Senior Data Engineer (data spaces, Industrial IoT platform)
Summary
- We are looking for a Senior Data Engineer with Data Architecture, AI/ML skills, who will work on developing federated learning and AI platform, to exchange data between European industrial organizations, create value chains, enabling standartizations automated, digital product passports etc.
- Duration: Long-term
- Location: Ukraine, Europe.
Project Description
We are looking for a Senior Data Engineer with Data Architecture, AI/ML skills, who will work on developing federated learning and AI features with privacy-preserving techniques.
You will work on a platform that automates data ingestion, processing, and sharing with user-friendly, privacy-preserving, and scalable solutions for industrial manufacturing.
The platform will incorporate scalable and dynamic tools for creating and managing data spaces, handling complex data workflows, and ensuring modularity and privacy compliance.
Summary:
- The focus is on developing data management systems for SMEs targeted at both IT/OT (Information Technology/Operational Technology) data.
- UseCases: Compliance, EURO certification. Digital Passports., missions reporting. Collaboration between organizations, product development etc - our solution will supply the data layer (according to RAMI 4.0 - see below)
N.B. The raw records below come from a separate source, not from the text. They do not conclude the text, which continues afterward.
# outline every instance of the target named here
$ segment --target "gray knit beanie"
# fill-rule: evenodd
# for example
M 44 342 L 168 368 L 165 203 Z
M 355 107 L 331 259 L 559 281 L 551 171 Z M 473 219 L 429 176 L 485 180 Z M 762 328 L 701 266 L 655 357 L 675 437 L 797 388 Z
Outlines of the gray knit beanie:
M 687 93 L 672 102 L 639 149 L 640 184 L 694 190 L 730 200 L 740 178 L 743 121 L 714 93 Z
- Example: BMW/Audi/other EU auto manufacturers have thousands of suppliers, and one product certification implies following up dozens of thousands of links in thousands of supply chains! (via https://catena-x.net/en/)
- Automation & integration of data will be implemented with metadata only and without central permanent storage (such as data lakes), so Machine Learning / federated learning, and AI features are key.
- In our platform pilot use-cases, the plan is to start with compliance-related use cases (e.g., digital product passports for compliance, or supply chain inspection).
Team Skills Coverage:
- Ontologies, Semantics, Knowledge Graphs
- Data contextualization & transformation
- Data federation & correlation
- Time-series data & streaming data handling
- RPA - Robotic Process Automation
- MLOps
- Policy engines
- Backend (Go, Python)
- Databases
- Infrastructure and DevOps (presumably Azure but can be changed to AWS or GCP)
- Security & Zero Trust (attribute-based access control, role-based access control, encryption, SSO)
- API & codeless integration agents (Zapier-like functionality)
Domain and Reference Compaies
Broader Industrial Robotics Application areas which might need to be covered (additional areas to look experience for):
- IT/OT (Information Technology/Operational Technology) integration
- Digital twins, master data, single source of truth
- Data spaces (industrial data traceability)
- Manufacturing & compliance (digital product passports, emissions reporting)
- Predictive maintenance for industrial processes
- Industrial automation & data quality automation
Reference Industrial Data Management Technologies and Companies, including competitors and look-alikes:
- Siemens Digital Thread (proprietary)
- Cognite (Data platform for industry 4.0) https://cognite.com
- Litmus (Industrial data management) https://litmus.io
- Catena-X (EU automotive data space) https://catena-x.net/en/1
- Rami 4.0 (Reference architecture for Industry 4.0) https://ec.europa.eu/futurium/en/system/files/ged/a2-schweichhart-reference_architectural_model_industrie_4.0_rami_4.0.pdf
Responsibilities:
Your primary responsibilities will include
- Collaboration with stakeholder, mentoring team members, contributing to system design, and managing AI/ML complexities.
- Engage in MVP development: Platform from scratch, include integrating contextualization and schema mapping models into real-time workflows, mata-data management and end-to-end integration of system components.